It is tough being the king of the marathon.
Eliud Kipchoge has made the road race look like the easiest of runs.
So, whenever he lines up at the start, expectations are high.
"How fast will you run this time? Is another world record on the way…"
At 37, the double Olympic champion's appetite for success remains the same as it was for his first 42.2km (26.2 mile) race in Hamburg nearly a decade ago.
“I want to run a good race, be it a world record, a personal best, I want it to be it a good race,” the Kenyan told journalists on Saturday, September 17, a week before his fifth Berlin Marathon.
Kipchoge will, on Sunday 25 September, pound the streets of the German capital looking to push his limits further and go even faster than his world record of 2:01:39.

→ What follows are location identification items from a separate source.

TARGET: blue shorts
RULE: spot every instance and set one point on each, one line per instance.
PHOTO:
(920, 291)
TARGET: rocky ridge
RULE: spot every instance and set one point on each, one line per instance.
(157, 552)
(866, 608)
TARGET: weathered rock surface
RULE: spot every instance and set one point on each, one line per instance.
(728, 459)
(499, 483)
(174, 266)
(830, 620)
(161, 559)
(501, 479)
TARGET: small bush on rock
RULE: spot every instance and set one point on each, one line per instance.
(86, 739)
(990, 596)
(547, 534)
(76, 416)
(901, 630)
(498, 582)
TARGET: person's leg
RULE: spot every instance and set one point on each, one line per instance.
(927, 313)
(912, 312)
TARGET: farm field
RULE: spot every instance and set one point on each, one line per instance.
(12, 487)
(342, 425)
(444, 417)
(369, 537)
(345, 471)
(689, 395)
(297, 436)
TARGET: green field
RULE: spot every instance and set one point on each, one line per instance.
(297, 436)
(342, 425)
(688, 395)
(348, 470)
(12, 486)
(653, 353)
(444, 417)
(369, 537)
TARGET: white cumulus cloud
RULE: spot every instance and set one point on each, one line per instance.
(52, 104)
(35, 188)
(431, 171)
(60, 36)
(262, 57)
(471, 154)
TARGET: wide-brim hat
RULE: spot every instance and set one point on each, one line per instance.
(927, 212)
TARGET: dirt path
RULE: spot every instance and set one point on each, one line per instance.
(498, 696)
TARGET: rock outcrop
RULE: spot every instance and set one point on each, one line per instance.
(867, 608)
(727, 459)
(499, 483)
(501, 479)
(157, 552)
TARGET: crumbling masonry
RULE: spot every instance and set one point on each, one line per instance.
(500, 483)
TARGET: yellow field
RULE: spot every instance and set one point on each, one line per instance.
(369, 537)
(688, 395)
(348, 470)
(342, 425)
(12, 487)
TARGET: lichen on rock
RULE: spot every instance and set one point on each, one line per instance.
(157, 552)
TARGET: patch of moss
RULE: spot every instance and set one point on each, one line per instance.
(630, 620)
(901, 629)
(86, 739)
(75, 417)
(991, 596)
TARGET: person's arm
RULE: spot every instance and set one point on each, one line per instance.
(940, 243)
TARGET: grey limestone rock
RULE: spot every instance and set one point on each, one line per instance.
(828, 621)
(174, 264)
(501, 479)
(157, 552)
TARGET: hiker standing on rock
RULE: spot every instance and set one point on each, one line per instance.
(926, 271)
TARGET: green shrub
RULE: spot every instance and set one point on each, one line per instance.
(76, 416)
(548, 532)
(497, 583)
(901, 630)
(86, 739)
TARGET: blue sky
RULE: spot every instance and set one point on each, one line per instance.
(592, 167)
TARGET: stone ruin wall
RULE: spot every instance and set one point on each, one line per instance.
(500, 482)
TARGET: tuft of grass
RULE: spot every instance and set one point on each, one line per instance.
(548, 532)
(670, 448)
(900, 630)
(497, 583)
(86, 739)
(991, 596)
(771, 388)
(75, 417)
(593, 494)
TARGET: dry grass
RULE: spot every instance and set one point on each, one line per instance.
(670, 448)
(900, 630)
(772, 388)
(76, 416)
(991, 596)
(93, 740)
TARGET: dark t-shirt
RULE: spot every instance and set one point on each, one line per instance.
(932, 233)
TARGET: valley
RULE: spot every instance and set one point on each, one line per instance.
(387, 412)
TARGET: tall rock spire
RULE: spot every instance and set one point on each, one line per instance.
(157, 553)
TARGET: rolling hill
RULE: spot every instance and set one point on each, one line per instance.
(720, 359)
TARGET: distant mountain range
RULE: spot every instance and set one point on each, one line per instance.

“I don't think I am going to run under two hours,” he said, making reference to his historic 1:59:40 run on a specially designed course in Vienna where he became the first man to run a sub-2-hour marathon but in conditions which don't qualify as an official world record.
“I am the best one…I am going to Berlin to run a very good race that will make everybody get inspired and love marathons.”
Kipchoge on fine tuning his mind ahead of 2022 Berlin race
Eliud Kipchoge is a man who is fully dedicated to the runs he loves.
His discipline in training is unrivalled.
He pushes himself hard on the course.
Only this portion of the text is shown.